Boston Marathon Tragedy — Support Considerations

On Monday, April 15, 2013 two bombs exploded near the finish line of the Boston Marathon, impacting runners, spectators, residents and visitors to Boston, and leaving many wondering how to help those affected by the tragedy.

As in any disaster, it may take weeks or months for effective long-term support programs to develop. The sudden and dramatic nature of this situation is understandably filled with emotion and a desire to help. However, as with any response, it is prudent to carefully consider how and to whom you want to give.

While every situation is unique, you may want to use the following general framework in your evaluation:

  • Identify the type of event, such as natural disaster, industrial accident, or in this case, terrorist activity. The type can help define the most urgent short- and long-term needs for recovery.
  • Define the phase of recovery, which tends to follow four main phases from early-to long-term recovery as well as for preparedness or prevention of the next event. Learn more about the four phases of disaster relief.
  • Identify necessary services and which ones you want to support. This can be a good time to give to existing areas of interest, such as medical or mental health, but there may also be opportunities to give more broadly.
  • Evaluate the nonprofit organization's criteria including its 501(c)(3) public charity status, mission, and operations:
  • Does the organization have a track record of collaboration and partnership?
  • Does it provide relevant services and programs?
  • Does it have any emergency-related experience?
  • How does the organization measure and report on its mission, effectiveness, and efficiency?

Type: Terrorist Activity

The bombings and subsequent events in Boston were the actions of terrorists in which innocent people were killed and severely injured. This violence had a direct impact on those physically harmed, their families, and their communities at large.

Phase: Recovery and Stabilization

Given how these events unfolded, the triage and create order phase moved quickly to the recovery and stabilization phase. These early phases focus on trying to obtain and understand the facts, assess the immediate needs, and acknowledge the emotional impact. Much of this work is conducted by first responders trained in these situations and supporting them can be an effective way to give — during any phase.

Services to Support: Consider Relief Providers

In the early phases of a tragedy, it is helpful to look to established organizations whose missions are to provide immediate aid. Consider recommending an unrestricted grant to allow relief organizations the flexibility to respond based on the areas of need. These organizations may include:

  • First Responders
    Organizations such as the local chapters of the American Red Cross and the Salvation Army are trained to be on the frontlines in the immediate aftermath of any disaster, providing assistance to individuals, families, and other first responders, such as fire and police.

    The trauma centers of local hospitals provide lifesaving medical assistance as well as long term support to victims; examples involved in Boston include Massachusetts General Hospital, Beth Israel Deaconess Medical Center, or Boston's Children's Hospital.

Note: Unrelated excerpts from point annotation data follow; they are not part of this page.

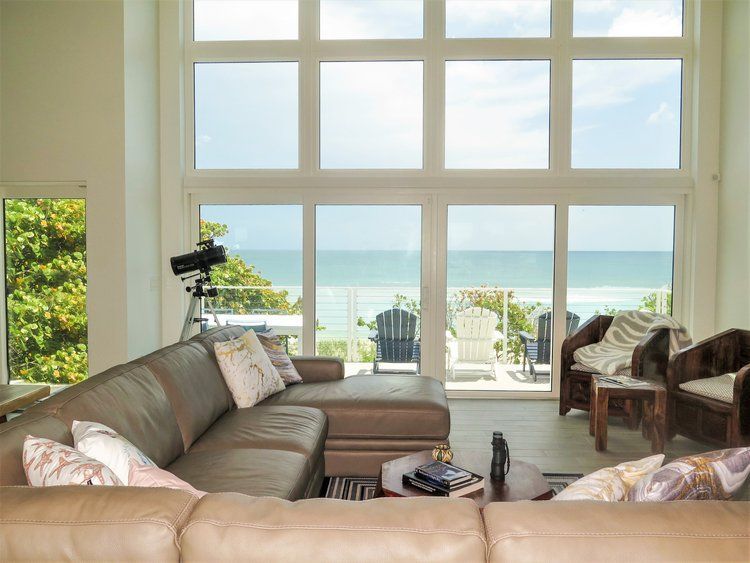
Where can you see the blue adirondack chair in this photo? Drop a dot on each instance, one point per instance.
(396, 339)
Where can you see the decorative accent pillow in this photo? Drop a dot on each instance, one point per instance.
(48, 463)
(105, 445)
(711, 476)
(247, 370)
(149, 476)
(611, 483)
(276, 352)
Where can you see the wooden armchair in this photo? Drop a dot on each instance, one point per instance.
(650, 359)
(704, 418)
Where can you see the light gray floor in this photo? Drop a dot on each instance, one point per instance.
(537, 434)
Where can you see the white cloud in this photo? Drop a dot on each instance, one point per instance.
(662, 115)
(646, 23)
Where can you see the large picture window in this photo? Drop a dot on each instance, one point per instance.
(531, 159)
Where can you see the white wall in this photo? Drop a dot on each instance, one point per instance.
(142, 192)
(733, 271)
(64, 84)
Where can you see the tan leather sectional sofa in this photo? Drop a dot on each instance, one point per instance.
(174, 405)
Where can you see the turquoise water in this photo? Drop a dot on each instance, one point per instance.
(527, 269)
(596, 279)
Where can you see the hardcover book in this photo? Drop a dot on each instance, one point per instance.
(443, 474)
(475, 483)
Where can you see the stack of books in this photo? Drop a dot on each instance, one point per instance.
(443, 479)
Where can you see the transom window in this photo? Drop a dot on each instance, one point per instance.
(437, 86)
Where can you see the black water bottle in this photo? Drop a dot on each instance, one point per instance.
(500, 457)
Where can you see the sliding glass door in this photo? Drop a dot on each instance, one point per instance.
(620, 257)
(500, 261)
(260, 286)
(368, 272)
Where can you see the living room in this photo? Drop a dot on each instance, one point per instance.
(430, 221)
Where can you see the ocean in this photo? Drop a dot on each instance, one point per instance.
(370, 279)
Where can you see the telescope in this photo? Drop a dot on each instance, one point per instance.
(200, 261)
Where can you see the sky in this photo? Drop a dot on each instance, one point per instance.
(626, 114)
(470, 227)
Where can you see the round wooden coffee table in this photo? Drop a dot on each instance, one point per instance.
(523, 482)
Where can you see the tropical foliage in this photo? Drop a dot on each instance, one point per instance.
(45, 261)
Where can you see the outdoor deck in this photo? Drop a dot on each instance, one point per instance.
(507, 377)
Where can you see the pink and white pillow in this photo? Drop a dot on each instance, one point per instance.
(107, 446)
(148, 476)
(48, 463)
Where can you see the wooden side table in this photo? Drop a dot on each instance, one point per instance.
(14, 397)
(654, 397)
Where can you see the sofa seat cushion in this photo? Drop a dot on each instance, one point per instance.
(231, 527)
(375, 406)
(255, 472)
(293, 429)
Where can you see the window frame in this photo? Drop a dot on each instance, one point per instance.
(561, 48)
(560, 185)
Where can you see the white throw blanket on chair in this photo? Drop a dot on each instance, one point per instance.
(615, 351)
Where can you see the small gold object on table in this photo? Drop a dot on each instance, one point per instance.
(442, 452)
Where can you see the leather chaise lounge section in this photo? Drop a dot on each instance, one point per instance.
(174, 406)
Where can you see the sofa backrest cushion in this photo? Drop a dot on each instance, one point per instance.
(81, 523)
(217, 334)
(194, 384)
(129, 400)
(228, 526)
(12, 435)
(615, 531)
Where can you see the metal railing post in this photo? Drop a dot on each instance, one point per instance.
(505, 326)
(351, 323)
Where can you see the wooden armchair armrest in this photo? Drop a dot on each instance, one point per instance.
(708, 358)
(651, 355)
(741, 398)
(588, 333)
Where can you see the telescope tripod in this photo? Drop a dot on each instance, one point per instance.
(200, 290)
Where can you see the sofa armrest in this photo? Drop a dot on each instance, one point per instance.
(315, 369)
(651, 355)
(590, 332)
(78, 523)
(708, 358)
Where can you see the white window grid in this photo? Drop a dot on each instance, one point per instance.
(561, 48)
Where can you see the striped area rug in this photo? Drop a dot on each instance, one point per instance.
(363, 488)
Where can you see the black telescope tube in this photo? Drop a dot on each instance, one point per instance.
(198, 260)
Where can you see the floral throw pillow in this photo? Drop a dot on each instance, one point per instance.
(710, 476)
(107, 446)
(276, 352)
(247, 370)
(611, 483)
(48, 463)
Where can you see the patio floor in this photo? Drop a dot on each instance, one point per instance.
(507, 377)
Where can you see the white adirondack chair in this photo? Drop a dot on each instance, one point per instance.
(475, 339)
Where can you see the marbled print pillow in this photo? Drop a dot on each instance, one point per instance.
(611, 484)
(48, 463)
(711, 476)
(247, 370)
(276, 352)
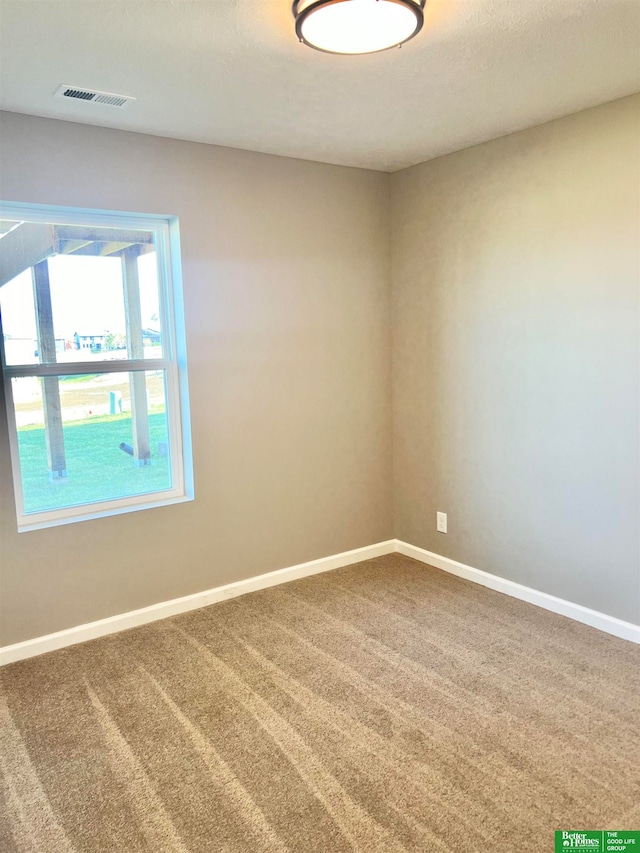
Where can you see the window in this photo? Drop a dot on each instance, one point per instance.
(94, 363)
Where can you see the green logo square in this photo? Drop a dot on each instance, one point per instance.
(598, 841)
(579, 839)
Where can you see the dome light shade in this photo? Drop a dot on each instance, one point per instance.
(357, 26)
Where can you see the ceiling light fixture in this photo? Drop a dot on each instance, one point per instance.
(357, 26)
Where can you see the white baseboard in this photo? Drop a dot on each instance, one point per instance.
(123, 621)
(609, 624)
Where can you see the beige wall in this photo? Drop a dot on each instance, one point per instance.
(516, 363)
(286, 280)
(515, 372)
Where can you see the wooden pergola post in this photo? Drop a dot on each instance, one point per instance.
(135, 349)
(50, 387)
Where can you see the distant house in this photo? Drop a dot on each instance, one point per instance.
(151, 337)
(91, 342)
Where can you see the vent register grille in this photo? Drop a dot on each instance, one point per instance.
(93, 96)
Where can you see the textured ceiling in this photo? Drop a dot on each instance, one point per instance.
(231, 72)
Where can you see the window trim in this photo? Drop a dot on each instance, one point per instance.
(173, 363)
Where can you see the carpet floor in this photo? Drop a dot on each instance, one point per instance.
(385, 707)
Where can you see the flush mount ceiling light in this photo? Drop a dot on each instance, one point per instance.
(357, 26)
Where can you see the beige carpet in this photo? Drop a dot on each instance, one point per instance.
(380, 708)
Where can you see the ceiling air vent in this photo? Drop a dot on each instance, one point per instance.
(93, 96)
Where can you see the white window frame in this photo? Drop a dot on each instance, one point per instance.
(173, 363)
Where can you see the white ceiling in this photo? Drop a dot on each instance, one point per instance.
(231, 72)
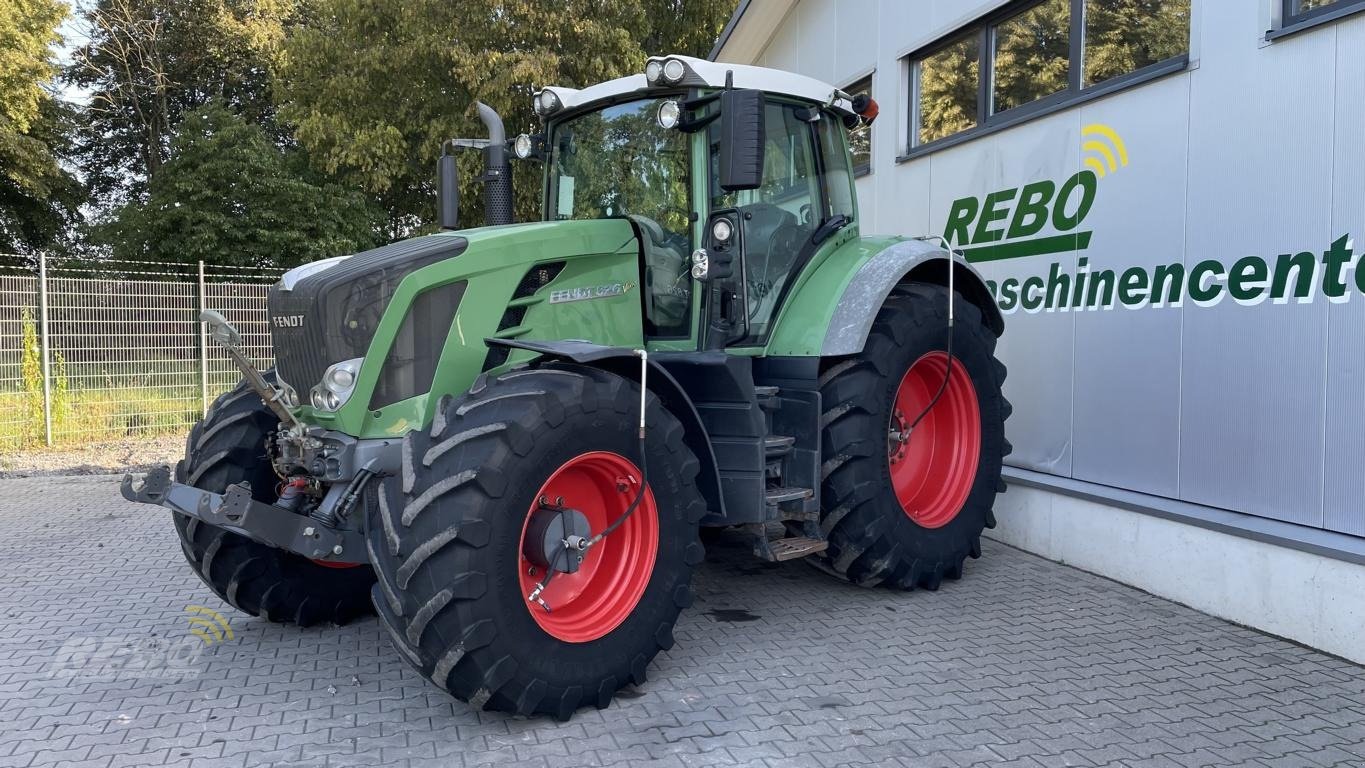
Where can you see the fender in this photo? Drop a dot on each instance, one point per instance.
(861, 274)
(872, 283)
(625, 363)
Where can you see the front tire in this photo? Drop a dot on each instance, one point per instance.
(905, 508)
(447, 542)
(227, 448)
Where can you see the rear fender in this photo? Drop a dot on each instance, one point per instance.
(625, 363)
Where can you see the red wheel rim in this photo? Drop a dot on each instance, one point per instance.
(934, 468)
(612, 579)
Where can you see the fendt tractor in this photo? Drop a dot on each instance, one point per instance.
(507, 439)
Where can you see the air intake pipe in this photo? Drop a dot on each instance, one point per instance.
(497, 178)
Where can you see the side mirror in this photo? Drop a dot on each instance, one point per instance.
(448, 191)
(741, 139)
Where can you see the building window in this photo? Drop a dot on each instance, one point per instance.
(1304, 12)
(950, 83)
(1031, 55)
(860, 138)
(1036, 55)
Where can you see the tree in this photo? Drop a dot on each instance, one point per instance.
(376, 86)
(38, 199)
(230, 195)
(152, 62)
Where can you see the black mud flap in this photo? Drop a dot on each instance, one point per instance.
(239, 513)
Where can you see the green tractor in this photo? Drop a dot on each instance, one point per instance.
(507, 439)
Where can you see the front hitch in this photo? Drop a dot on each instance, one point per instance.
(239, 513)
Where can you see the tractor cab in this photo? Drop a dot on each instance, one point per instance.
(732, 176)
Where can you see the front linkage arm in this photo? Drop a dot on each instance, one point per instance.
(238, 512)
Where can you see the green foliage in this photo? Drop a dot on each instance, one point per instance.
(149, 63)
(374, 86)
(38, 199)
(30, 379)
(230, 195)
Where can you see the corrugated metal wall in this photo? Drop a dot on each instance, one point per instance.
(1253, 150)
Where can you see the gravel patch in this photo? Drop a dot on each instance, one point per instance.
(112, 457)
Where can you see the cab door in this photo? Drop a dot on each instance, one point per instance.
(781, 224)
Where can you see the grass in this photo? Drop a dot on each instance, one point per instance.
(82, 416)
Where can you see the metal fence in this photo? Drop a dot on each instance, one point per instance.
(101, 351)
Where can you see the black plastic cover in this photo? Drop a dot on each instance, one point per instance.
(410, 366)
(741, 139)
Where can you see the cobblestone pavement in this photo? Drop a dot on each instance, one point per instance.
(1023, 663)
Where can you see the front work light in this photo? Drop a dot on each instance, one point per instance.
(700, 263)
(336, 386)
(673, 70)
(721, 231)
(669, 113)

  • Mental Health and Related Support Services
    If you have an interest in mental health services, this may be a good time to support charitable organizations providing effective programs and services to children and families, including organizations that provide counseling in tragedies as well as those that address broad-based mental health services.
  • Faith-Based Giving
    Local, faith-based organizations such as houses of worship, or their denomination's related relief agency, are often at the forefront of a local response. Contact these local organizations to learn more about their role in rebuilding their communities before recommending a grant for this purpose.

Criteria: Selecting Nonprofit Organizations

Take a few minutes to learn about where you might give. The websites of nonprofit organizations can provide information about its programs, staff, and financials. Online tools such as Charity Navigator and GuideStar can help you research topics such as the nonprofit organization's goals, how they use funds, and progress toward their mission.

Another resource is the activity of organizations such as local community foundations, United Way, or private foundations that regularly give in their communities. Information about where and when they grant, often found on their websites, allows you to leverage the knowledge of their experienced grantmakers.

Many funds have been started to support the victims and families of the Boston Marathon tragedy. Massachusetts Governor Deval Patrick and Boston Mayor Tom Menino have announced the formation of The One Fund Boston. We understand that Massachusetts Institute of Technology and Boston University are establishing funds in memory of the victims from their communities. We will update this information as we have it.

If you are interested in supporting a charity or fund within a charity that has been established to support the Boston Marathon Tragedy, you should seek to understand the following:

  • How will grants be allocated and overseen?
  • What type of reporting will be provided to donors? How frequently?
  • Does the sponsoring organization have a track record of successfully administering funds and grantmaking programs in the relevant service areas?

Be Aware of Fraud

Unfortunately, there are people that take advantage of well-meaning donors in the face of a tragedy. When recommending a grant, be sure to do so with full information — support only charities that you recognize, confirm that the organization has 501(c)(3) status, and do not respond to unsolicited inquiries or provide personal information. Fidelity Charitable always performs due diligence to ensure that the organization is a qualified charity.